In This Video
- Merit Cudkowicz, MD, MSc, is the chief of Neurology, director of the Amyotrophic Lateral Sclerosis Clinic and the Neurological Clinical Research Institute (NCRI) at Massachusetts General Hospital and Partners HealthCare
- In this video, she discusses biomarkers that can help to diagnose patients quicker and target individualized treatments to patients
In this video, Merit Cudkowicz, MD, MSc, chief of Neurology, director of the Amyotrophic Lateral Sclerosis (ALS) Clinic and the Neurological Clinical Research Institute (NCRI) at Massachusetts General Hospital and Partners HealthCare, discusses biomarkers that can help to diagnose patients quicker and target individualized treatments to patients.

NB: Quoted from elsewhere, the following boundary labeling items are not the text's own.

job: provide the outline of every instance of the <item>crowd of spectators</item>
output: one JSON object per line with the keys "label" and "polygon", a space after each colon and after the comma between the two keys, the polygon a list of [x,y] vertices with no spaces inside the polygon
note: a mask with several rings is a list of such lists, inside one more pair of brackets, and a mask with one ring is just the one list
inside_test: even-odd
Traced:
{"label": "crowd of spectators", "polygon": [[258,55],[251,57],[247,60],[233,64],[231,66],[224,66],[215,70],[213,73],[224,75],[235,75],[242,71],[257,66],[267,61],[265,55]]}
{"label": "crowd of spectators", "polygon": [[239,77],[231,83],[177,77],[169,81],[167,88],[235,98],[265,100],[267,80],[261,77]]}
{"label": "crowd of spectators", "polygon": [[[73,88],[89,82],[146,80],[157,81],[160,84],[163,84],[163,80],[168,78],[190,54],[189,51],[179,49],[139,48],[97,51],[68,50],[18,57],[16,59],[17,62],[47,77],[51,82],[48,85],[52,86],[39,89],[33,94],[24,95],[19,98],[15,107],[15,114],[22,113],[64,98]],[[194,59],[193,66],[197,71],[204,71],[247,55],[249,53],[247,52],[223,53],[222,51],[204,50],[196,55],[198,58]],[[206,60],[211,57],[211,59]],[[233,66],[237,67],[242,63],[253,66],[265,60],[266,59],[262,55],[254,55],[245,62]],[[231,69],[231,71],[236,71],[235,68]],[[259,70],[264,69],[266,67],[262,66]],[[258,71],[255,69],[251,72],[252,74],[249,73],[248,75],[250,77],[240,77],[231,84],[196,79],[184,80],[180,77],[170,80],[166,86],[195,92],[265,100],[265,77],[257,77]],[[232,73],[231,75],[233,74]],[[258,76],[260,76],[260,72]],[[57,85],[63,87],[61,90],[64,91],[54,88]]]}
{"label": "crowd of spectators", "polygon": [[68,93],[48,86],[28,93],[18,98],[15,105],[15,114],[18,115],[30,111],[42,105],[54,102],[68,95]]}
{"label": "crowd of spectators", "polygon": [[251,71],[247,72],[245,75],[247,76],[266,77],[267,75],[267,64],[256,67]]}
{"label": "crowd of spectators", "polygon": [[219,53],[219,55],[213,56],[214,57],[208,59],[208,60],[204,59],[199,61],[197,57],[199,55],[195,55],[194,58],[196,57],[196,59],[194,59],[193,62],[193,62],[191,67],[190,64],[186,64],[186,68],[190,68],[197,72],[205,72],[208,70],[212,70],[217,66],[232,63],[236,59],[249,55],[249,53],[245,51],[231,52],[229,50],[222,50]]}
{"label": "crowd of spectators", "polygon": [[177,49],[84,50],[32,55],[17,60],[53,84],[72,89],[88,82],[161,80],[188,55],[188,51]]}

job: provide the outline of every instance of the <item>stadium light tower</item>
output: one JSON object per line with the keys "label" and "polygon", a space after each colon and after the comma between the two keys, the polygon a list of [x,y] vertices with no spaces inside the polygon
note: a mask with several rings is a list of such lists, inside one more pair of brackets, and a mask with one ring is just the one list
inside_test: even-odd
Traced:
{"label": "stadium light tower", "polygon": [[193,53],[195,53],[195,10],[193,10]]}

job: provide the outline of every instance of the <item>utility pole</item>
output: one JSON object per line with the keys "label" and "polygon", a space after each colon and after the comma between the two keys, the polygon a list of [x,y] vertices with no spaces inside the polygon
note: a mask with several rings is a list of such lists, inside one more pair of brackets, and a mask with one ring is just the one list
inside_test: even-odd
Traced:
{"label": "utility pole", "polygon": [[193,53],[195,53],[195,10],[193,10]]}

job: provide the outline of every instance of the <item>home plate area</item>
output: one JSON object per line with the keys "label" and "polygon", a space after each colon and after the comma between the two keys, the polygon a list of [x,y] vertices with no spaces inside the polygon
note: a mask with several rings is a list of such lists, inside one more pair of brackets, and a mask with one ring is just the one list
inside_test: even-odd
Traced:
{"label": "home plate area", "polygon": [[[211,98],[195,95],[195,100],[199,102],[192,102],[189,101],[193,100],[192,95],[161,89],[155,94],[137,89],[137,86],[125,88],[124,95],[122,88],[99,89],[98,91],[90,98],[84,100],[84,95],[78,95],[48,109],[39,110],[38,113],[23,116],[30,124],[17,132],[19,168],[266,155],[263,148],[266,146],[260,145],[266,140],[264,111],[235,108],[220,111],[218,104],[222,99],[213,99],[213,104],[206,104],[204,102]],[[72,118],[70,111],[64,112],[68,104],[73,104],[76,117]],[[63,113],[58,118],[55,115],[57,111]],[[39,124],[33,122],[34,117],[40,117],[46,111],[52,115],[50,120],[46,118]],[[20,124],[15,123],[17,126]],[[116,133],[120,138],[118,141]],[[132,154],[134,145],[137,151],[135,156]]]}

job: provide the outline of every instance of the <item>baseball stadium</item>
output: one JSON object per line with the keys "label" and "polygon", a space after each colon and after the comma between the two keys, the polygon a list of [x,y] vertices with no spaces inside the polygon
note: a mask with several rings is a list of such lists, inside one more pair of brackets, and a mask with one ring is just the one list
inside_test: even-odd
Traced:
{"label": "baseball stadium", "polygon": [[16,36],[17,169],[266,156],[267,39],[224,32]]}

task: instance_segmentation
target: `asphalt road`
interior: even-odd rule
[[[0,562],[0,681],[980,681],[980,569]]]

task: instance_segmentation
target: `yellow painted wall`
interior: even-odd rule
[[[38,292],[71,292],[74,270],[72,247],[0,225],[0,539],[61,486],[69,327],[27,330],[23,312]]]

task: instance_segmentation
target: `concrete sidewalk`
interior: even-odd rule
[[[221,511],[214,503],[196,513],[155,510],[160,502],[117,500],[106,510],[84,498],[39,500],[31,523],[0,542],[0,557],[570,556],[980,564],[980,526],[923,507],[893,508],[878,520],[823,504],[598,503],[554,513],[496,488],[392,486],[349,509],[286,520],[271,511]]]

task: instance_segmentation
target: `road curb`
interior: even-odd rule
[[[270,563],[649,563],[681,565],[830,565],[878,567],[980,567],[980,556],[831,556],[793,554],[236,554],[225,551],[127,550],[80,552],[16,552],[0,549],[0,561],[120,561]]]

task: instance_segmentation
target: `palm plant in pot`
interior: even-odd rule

This is Part 3 of a three-part series on ALS treatment.
People are now talking a lot of about personalized medicine and I think this is really important in ALS. ALS is likely not one illness and therefore, one drug for everybody is probably not going to be the solution.
What biomarkers can do is help us identify what biology is happening in an individual person and then target treatments much better to that person as well as in a different phase of the illness, the technology to devote. Biomarkers exist now. It really didn’t before, which is why they don’t have any but now between imaging and ways to look at stems cells from people and look at their blood proteins, we really are starting to develop these signatures to be able to better tailor our treatments.
All this requires funding and philanthropy is so important, so I’m speaking up for the whole process.
Biomarkers are important for a couple of things. One is that they can help diagnose people quicker. Right now it takes about 12 months for the first symptom to when someone’s diagnosed with ALS and that’s way too long. We want to get that down to three months, two months so that we can start caring for people much sooner.
I think that we’ll have much better success and really being able to slow that illness if we can diagnose people sooner. So, it’s really important to develop those type of biomarkers whether that’s going to be an imaging test or a blood test. There’s a lot of progress in that and ALS and people working all over the world and developing those type of biomarkers.
The other way biomarkers are really helpful are to help us screen for treatments much faster. Every disease that has developed a biomarker of drug effect has seen an exponential growth in treatments coming up to the market for their patients, so there’s a huge effort to develop those type of biomarkers—they’re called surrogate biomarkers for ALS.
So here at MGH, we have a huge program to develop those types of biomarkers using advanced technologies and imaging as well as biomarkers in fluids such as blood or urine or spinal fluid. Patients participate in those studies are enormously important so that they’re helping push that field forward faster.
One of the ideas we’d like to do with biomarkers is called a platform trial. This is where you have, let’s say, five or six food ideas of treatments that are ready to bring to patients and you can test them all in the same trial using biomarkers to tell early within eight weeks, 12 weeks is your drug going to work or not so then you can keep bringing only the best treatments forward for your patients.